文章目录
- 1.数据格式
- ①目录格式
- ②Annotations:xml文件
- ③ImageSets/Main/下:train.txt和val.txt
- ④JPEGImages下:图片
- 2.下载预训练模型
- 3.修改代码
- ①修改配置文件diffdet.coco.res50.yaml
- ②修改配置文件Base-DiffusionDet.yaml
- ③修改detectron2里的pascal_voc.py
- 4.训练成功
- 5.其他可能出现的问题
- 问题①:CUDA out of memory
- 问题②:tuple.index(x): x not in tuple
- 6.评估
- ①改动DiffusionDet-main/train_net.py
- ②如果你只有一类,务必改动detectron2/data/datasets/pascal_voc.py
- 问题①:’NoneType’ object has no attribute ‘text’
- 问题②:ValueError: invalid literal for int() with base 10: ‘1260.29’
- 问题③:module ‘numpy’ has no attribute ‘bool’.
此贴建立在DiffusionDet和detectron2环境已经配置好(能跑通DiffusionDet的demo.py就行)
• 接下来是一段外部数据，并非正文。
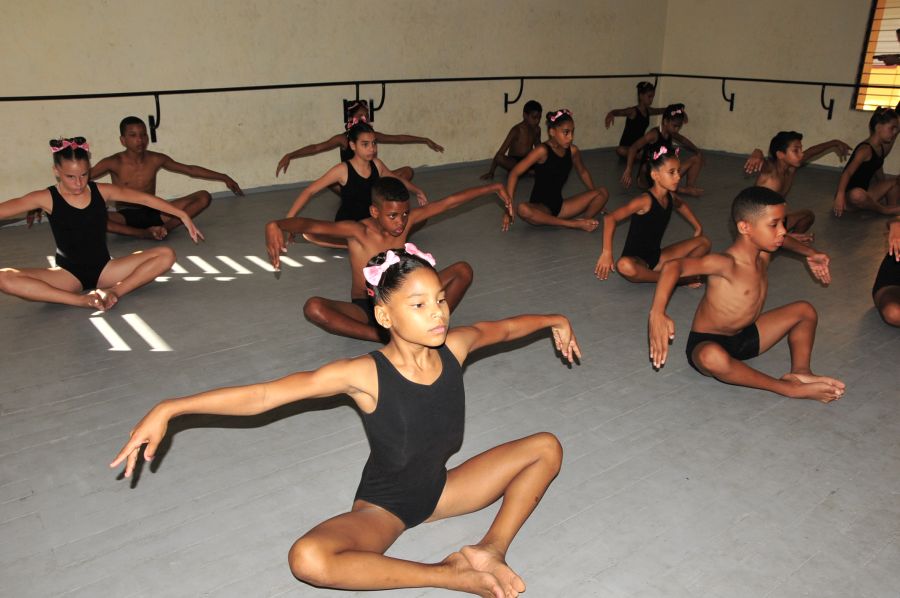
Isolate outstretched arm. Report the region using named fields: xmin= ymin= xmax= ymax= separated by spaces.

我没有跟着官方手顺建立软链接什么的,比较麻烦,我直接按照自己的习惯建的目录
DiffusionDet代码链接:https://github.com/ShoufaChen/DiffusionDet
detectron2代码链接:https://github.com/facebookresearch/detectron2
1.数据格式
①目录格式
②Annotations:xml文件
③ImageSets/Main/下:train.txt和val.txt
train.txt:
val.txt:
④JPEGImages下:图片
2.下载预训练模型
https://github.com/ShoufaChen/DiffusionDet
我下的COCO-Res50,放在了DiffusionDet-main/model/(自己建的)下了
3.修改代码
这部分巨麻烦,我很服detectron2,(解决Fix for numpy deprecation of np.strhttps://github.com/facebookresearch/detectron2/pull/4806这个问题)。
如果有什么其余很好的方法,我后续再改吧。
①修改配置文件diffdet.coco.res50.yaml
DiffusionDet-main/configs/下的diffdet.coco.res50.yaml
- 红框为必改
- WEIGHTS参数我写的全路径(不犯错)
- NUM_CLASSES自己按照自己的数据集类别去改
- line11和line12的voc_2007_train和voc_2007_val不要动,他代表数据格式,不是你的文件名字
②修改配置文件Base-DiffusionDet.yaml
后面爆显存时修改这个batch,调小。
③修改detectron2里的pascal_voc.py
这一步是由于按照上面修改完配置文件后,其实按理来说应该可以跑起来了,但是运行python train_net.py --config-file configs/diffdet.coco.res50.yaml
时出现了问题。
File "/opt/conda/lib/python3.8/site-packages/detectron2/data/datasets/pascal_voc.py", line 35, in load_voc_instances
fileids = np.loadtxt(f, dtype=np.str)
File "/opt/conda/lib/python3.8/site-packages/numpy/__init__.py", line 305, in __getattr__
raise AttributeError(__former_attrs__[attr])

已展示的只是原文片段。